Ces hommes représentent, il faut que vous le sachiez, monsieur le Sénateur, ce qui a fait la grandeur de nos patries au temps où elles étaient puissantes. Leur conception de l’honneur est celle du soldat et du féal. Ils pensent que la religion du serment est éternelle et que rien ne prévaut sur la parole donnée. Ils estiment que le malheur ne délie point, que même la méchanceté du prince ne délie point. Ils pensent au contraire de vos idéalistes, que les formes politiques sont transitoires et que le pays seul et l’âme de ce pays sont éternels. Ils veulent être des hommes et léguer à leurs enfants leurs cités et leurs terres telles qu’ils les ont reçues de leurs pères, et non point comme des domaines anonymes sur lesquels le plus bavard est le maître et où l’étranger impose sa loi. »

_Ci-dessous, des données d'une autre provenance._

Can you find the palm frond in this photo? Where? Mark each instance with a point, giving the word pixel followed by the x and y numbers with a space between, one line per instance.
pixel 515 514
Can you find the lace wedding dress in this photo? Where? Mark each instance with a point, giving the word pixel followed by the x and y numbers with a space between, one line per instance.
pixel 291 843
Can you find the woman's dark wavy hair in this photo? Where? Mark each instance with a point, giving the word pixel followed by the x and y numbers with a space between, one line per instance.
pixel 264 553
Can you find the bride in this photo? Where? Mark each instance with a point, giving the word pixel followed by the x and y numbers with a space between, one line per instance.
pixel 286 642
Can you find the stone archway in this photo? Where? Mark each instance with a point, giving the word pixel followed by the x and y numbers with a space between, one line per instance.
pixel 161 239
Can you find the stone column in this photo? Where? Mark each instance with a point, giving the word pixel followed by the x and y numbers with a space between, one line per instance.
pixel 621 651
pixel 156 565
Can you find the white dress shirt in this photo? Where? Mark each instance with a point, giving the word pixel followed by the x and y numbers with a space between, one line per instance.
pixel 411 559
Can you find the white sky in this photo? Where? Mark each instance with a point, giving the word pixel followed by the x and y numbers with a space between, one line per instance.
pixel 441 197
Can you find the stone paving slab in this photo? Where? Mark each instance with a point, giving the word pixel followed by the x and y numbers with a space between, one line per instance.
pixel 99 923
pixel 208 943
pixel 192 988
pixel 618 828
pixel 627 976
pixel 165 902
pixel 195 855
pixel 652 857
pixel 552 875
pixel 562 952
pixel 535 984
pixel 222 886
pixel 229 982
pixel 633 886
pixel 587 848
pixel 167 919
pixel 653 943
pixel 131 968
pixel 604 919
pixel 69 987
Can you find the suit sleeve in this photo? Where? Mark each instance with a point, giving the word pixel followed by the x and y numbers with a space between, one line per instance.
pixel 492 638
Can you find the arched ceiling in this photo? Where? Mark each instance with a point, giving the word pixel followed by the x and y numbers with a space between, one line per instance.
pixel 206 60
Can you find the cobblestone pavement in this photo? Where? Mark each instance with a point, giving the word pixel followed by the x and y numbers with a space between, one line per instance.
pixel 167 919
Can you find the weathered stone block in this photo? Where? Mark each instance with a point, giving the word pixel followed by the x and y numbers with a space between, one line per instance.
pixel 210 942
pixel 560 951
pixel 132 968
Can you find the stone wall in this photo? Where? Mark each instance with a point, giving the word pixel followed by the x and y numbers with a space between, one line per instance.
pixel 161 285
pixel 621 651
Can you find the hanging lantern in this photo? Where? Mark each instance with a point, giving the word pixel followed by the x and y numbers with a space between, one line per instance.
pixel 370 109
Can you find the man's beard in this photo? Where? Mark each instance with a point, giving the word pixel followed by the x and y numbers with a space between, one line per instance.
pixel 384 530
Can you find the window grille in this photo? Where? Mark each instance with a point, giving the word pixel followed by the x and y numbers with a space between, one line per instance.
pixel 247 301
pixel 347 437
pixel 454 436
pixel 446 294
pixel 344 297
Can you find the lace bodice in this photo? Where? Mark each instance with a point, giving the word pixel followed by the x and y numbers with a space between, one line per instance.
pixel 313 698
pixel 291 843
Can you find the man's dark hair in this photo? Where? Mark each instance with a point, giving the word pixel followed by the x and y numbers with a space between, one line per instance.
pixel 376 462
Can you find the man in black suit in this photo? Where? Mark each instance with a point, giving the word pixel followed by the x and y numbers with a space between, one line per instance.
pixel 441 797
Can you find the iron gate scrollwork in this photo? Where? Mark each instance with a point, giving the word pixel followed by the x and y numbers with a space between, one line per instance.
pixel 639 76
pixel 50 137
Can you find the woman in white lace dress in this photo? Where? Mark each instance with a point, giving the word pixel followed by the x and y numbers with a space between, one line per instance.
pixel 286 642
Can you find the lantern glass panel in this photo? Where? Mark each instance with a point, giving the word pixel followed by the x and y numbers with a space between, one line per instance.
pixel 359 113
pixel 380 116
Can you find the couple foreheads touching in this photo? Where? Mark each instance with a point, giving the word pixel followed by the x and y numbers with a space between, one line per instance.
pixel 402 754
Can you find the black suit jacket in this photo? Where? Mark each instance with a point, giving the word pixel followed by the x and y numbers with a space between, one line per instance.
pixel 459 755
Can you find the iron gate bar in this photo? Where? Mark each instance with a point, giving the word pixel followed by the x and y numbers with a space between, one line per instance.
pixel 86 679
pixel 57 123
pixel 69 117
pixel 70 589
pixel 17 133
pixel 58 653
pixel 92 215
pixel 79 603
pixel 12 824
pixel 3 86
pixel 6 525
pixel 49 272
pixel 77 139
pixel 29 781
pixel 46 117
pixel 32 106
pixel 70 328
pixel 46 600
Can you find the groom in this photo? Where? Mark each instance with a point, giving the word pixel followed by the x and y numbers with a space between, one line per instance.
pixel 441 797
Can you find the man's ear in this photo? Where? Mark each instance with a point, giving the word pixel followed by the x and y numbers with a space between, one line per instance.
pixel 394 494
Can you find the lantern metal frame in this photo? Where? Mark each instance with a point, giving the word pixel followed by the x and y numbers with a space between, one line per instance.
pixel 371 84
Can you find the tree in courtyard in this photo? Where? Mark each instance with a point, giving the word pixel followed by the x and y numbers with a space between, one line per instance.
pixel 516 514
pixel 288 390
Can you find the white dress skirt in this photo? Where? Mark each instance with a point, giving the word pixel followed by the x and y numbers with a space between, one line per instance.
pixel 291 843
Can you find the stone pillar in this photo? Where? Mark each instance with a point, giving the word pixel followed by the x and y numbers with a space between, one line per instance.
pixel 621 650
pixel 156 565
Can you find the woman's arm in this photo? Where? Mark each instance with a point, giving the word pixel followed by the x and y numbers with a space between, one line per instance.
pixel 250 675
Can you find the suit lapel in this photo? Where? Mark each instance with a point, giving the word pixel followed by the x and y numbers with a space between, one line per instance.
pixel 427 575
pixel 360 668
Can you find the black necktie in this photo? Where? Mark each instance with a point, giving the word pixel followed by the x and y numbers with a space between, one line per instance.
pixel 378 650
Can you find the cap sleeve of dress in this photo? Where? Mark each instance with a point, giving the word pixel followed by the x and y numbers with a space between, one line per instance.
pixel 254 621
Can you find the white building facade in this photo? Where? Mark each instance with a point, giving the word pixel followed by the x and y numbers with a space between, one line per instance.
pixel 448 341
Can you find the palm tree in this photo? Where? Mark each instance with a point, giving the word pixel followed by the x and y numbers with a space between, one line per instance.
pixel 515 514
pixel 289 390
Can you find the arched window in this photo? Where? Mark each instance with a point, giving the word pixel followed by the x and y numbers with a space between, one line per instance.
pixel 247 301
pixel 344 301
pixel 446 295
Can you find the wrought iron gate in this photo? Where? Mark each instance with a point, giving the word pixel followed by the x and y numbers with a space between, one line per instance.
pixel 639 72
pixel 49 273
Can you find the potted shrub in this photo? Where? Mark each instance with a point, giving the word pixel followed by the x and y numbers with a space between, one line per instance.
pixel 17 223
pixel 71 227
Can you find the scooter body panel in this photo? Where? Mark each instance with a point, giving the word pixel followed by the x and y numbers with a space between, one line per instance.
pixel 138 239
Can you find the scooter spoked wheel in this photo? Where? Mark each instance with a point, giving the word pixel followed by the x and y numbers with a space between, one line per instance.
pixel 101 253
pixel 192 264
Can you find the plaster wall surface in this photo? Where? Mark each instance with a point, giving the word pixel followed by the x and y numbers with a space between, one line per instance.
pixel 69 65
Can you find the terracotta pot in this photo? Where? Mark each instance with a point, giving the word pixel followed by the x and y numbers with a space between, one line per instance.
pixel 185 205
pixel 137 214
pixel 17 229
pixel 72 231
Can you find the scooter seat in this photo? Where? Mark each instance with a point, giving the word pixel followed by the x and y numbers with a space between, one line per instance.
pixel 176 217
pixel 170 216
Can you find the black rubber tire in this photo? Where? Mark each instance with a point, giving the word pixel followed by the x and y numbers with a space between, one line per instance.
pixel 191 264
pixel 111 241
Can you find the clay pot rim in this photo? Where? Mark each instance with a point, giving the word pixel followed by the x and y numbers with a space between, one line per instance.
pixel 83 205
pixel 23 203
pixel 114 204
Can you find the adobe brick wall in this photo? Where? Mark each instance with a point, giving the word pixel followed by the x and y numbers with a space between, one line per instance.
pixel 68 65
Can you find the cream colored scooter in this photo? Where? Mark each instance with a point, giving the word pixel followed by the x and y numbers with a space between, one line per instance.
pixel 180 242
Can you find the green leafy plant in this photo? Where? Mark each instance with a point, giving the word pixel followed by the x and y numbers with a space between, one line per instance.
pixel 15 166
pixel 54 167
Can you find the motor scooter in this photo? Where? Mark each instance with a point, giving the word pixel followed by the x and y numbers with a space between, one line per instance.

— Maurice Bardèche, L’Œuf de Christophe Colomb. Lettre à un sénateur d’Amérique (1951), éd. Les Sept Couleurs, 1951, p. 122


« [...] des formations politiques comme le parti du général de Gaulle en France ou le parti de Winston Churchill en Angleterre ne sont pas des forces nationales authentiques. Le désir, et même, à vrai dire, l’aspiration à la servitude envers l’Amérique, l’influence des banques juives et des mots d’ordre juifs, ont toujours empêché les états-majors de ces partis de prendre conscience de leur mission. Et Churchill, aussi bien que de Gaulle, destructeurs de l’Europe, complices de l’invasion communiste, agents conscients et forcenés de toutes les forces de destruction, ilotes ivres qui se réveillent devant l’abime, ne peuvent être aujourd’hui des guides. Leur politique sent le rabbin comme leur passé. »

— Maurice Bardèche, L’Œuf de Christophe Colomb. Lettre à un sénateur d’Amérique (1951), éd. Les Sept Couleurs, 1951, p. 124-125


« Les États nationaux sur lesquels était fondée toute la vie politique d’autrefois sont aujourd’hui inviables. Ils n’ont pas plus d’existence politique réelle que le grand-duché de Bade ou le grand-duché de Modène n’en avaient il y a cent ans. Ils ont cessé d’exister en tant qu’unités politiques parce qu’ils ont cessé d’exister en tant que forces politiques. S’ils s’obstinent à survivre dans leur état actuel ils sont tous condamnés à devenir des États satellites. »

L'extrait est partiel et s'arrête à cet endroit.